Patchwork [3,of,3] worker: handle worker failures more aggressively

login
register
mail settings
Submitter Bryan O'Sullivan
Date Feb. 19, 2013, 6:29 p.m.
Message ID <42c14cff887e20d033db.1361298555@australite.local>
Download mbox | patch
Permalink /patch/1032/
State Superseded
Headers show

Comments

Bryan O'Sullivan - Feb. 19, 2013, 6:29 p.m.
# HG changeset patch
# User Bryan O'Sullivan <bryano@fb.com>
# Date 1361297550 28800
# Node ID 42c14cff887e20d033dbaa8f8c00100e807a1149
# Parent  9ef52f0a93a0cba939742743ff59e4c2a2463fab
worker: handle worker failures more aggressively

We now wait for worker processes in a separate thread, so that we can
spot failures in a timely way, wihout waiting for the progress pipe
to drain.

If a worker fails, we recover the pre-parallel-update behaviour of
failing early by killing its peers before propagating the failure.
Idan Kamara - Feb. 19, 2013, 7 p.m.
On Tue, Feb 19, 2013 at 8:29 PM, Bryan O'Sullivan <bos@serpentine.com>
wrote:
>
> # HG changeset patch
> # User Bryan O'Sullivan <bryano@fb.com>
> # Date 1361297550 28800
> # Node ID 42c14cff887e20d033dbaa8f8c00100e807a1149
> # Parent  9ef52f0a93a0cba939742743ff59e4c2a2463fab
> worker: handle worker failures more aggressively
>
> We now wait for worker processes in a separate thread, so that we can
> spot failures in a timely way, wihout waiting for the progress pipe
> to drain.
>
> If a worker fails, we recover the pre-parallel-update behaviour of
> failing early by killing its peers before propagating the failure.
>
> diff --git a/mercurial/worker.py b/mercurial/worker.py
> --- a/mercurial/worker.py
> +++ b/mercurial/worker.py
> @@ -6,7 +6,7 @@
>  # GNU General Public License version 2 or any later version.
>
>  from i18n import _
> -import os, signal, sys, util
> +import os, signal, sys, threading, util
>
>  def countcpus():
>      '''try to count the number of CPUs on the system'''
> @@ -77,6 +77,7 @@ def _posixworker(ui, func, staticargs, a
>      workers = _numworkers(ui)
>      oldhandler = signal.getsignal(signal.SIGINT)
>      signal.signal(signal.SIGINT, signal.SIG_IGN)
> +    pids, problem = [], [0]
>      for pargs in partition(args, workers):
>          pid = os.fork()
>          if pid == 0:
> @@ -88,25 +89,40 @@ def _posixworker(ui, func, staticargs, a
>                  os._exit(0)
>              except KeyboardInterrupt:
>                  os._exit(255)
> +        pids.append(pid)
> +    pids.reverse()

Ok, so the last created child will be the first in pids.

>      os.close(wfd)
>      fp = os.fdopen(rfd, 'rb', 0)
> -    def cleanup():
> -        # python 2.4 is too dumb for try/yield/finally
> -        signal.signal(signal.SIGINT, oldhandler)
> -        problem = None
> -        for i in xrange(workers):
> +    def killworkers():
> +        # if one worker bails, there's no good reason to wait for the
> rest
> +        for p in pids:
> +            try:
> +                os.kill(p, signal.SIGTERM)
> +            except OSError, err:
> +                if err.errno != errno.ESRCH:
> +                    raise
> +    def waitforworkers():
> +        for p in pids:
>              pid, st = os.wait()

And here you're waiting for it to finish, but what happens
if for some reason one of the previous children fails first?
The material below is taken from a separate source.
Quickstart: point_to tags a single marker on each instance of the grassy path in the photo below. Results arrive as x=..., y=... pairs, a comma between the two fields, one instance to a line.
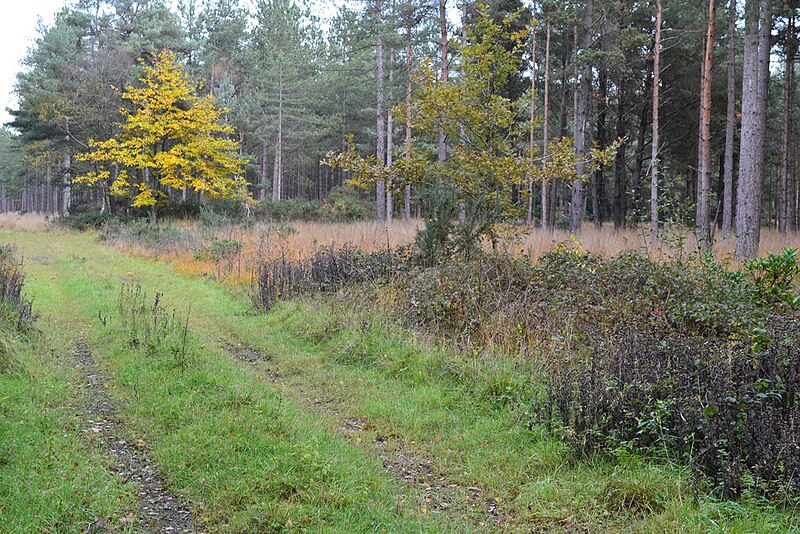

Why not use select on the children and also spare the thread?
Bryan O'Sullivan - Feb. 19, 2013, 7:53 p.m.
On Tue, Feb 19, 2013 at 11:00 AM, Idan Kamara <idankk86@gmail.com> wrote:

> And here you're waiting for it to finish, but what happens
> if for some reason one of the previous children fails first?
>

os.wait waits for any process to finish. None of the values in the list of
pids is used in that loop.


> Why not use select on the children and also spare the thread?
>

select works on file descriptors, not pids. We need some mechanism to catch
early-exiting children immediately. We could possibly do that by having a
pipe per child and detect EOF on each pipe, but that's way more work. (It
might turn out to be necessary at some point, e.g. for Windows, but I don't
want to further complicate the code until I know that said complexity is
necessary.)
Idan Kamara - Feb. 19, 2013, 7:56 p.m.
On Tue, Feb 19, 2013 at 9:53 PM, Bryan O'Sullivan <bos@serpentine.com>
wrote:
>
> On Tue, Feb 19, 2013 at 11:00 AM, Idan Kamara <idankk86@gmail.com> wrote:
>>
>> And here you're waiting for it to finish, but what happens
>> if for some reason one of the previous children fails first?
>
> os.wait waits for any process to finish. None of the values in the list of
> pids is used in that loop.

Oh, missed that.

>
>>
>> Why not use select on the children and also spare the thread?
>
> select works on file descriptors, not pids. We need some mechanism to
> catch early-exiting children immediately. We could possibly do that by
> having a pipe per child and detect EOF on each pipe, but that's way more
> work. (It might turn out to be necessary at some point, e.g. for Windows,
> but I don't want to further complicate the code until I know that said
> complexity is necessary.)

Makes sense, thanks for clarifying.
Isaac Jurado - Feb. 19, 2013, 10:23 p.m.
Replying Bryan O'Sullivan:
> # HG changeset patch
> # User Bryan O'Sullivan <bryano@fb.com>
> # Date 1361297550 28800
> # Node ID 42c14cff887e20d033dbaa8f8c00100e807a1149
> # Parent  9ef52f0a93a0cba939742743ff59e4c2a2463fab
> worker: handle worker failures more aggressively
> 
> We now wait for worker processes in a separate thread, so that we can
> spot failures in a timely way, wihout waiting for the progress pipe
> to drain.
> 
> If a worker fails, we recover the pre-parallel-update behaviour of
> failing early by killing its peers before propagating the failure.
> 
> diff --git a/mercurial/worker.py b/mercurial/worker.py
> --- a/mercurial/worker.py
> +++ b/mercurial/worker.py
> @@ -6,7 +6,7 @@
>  # GNU General Public License version 2 or any later version.
>  
>  from i18n import _
> -import os, signal, sys, util
> +import os, signal, sys, threading, util
>  
>  def countcpus():
>      '''try to count the number of CPUs on the system'''
> @@ -77,6 +77,7 @@ def _posixworker(ui, func, staticargs, a
>      workers = _numworkers(ui)
>      oldhandler = signal.getsignal(signal.SIGINT)
>      signal.signal(signal.SIGINT, signal.SIG_IGN)
> +    pids, problem = [], [0]
>      for pargs in partition(args, workers):
>          pid = os.fork()
>          if pid == 0:
> @@ -88,25 +89,40 @@ def _posixworker(ui, func, staticargs, a
>                  os._exit(0)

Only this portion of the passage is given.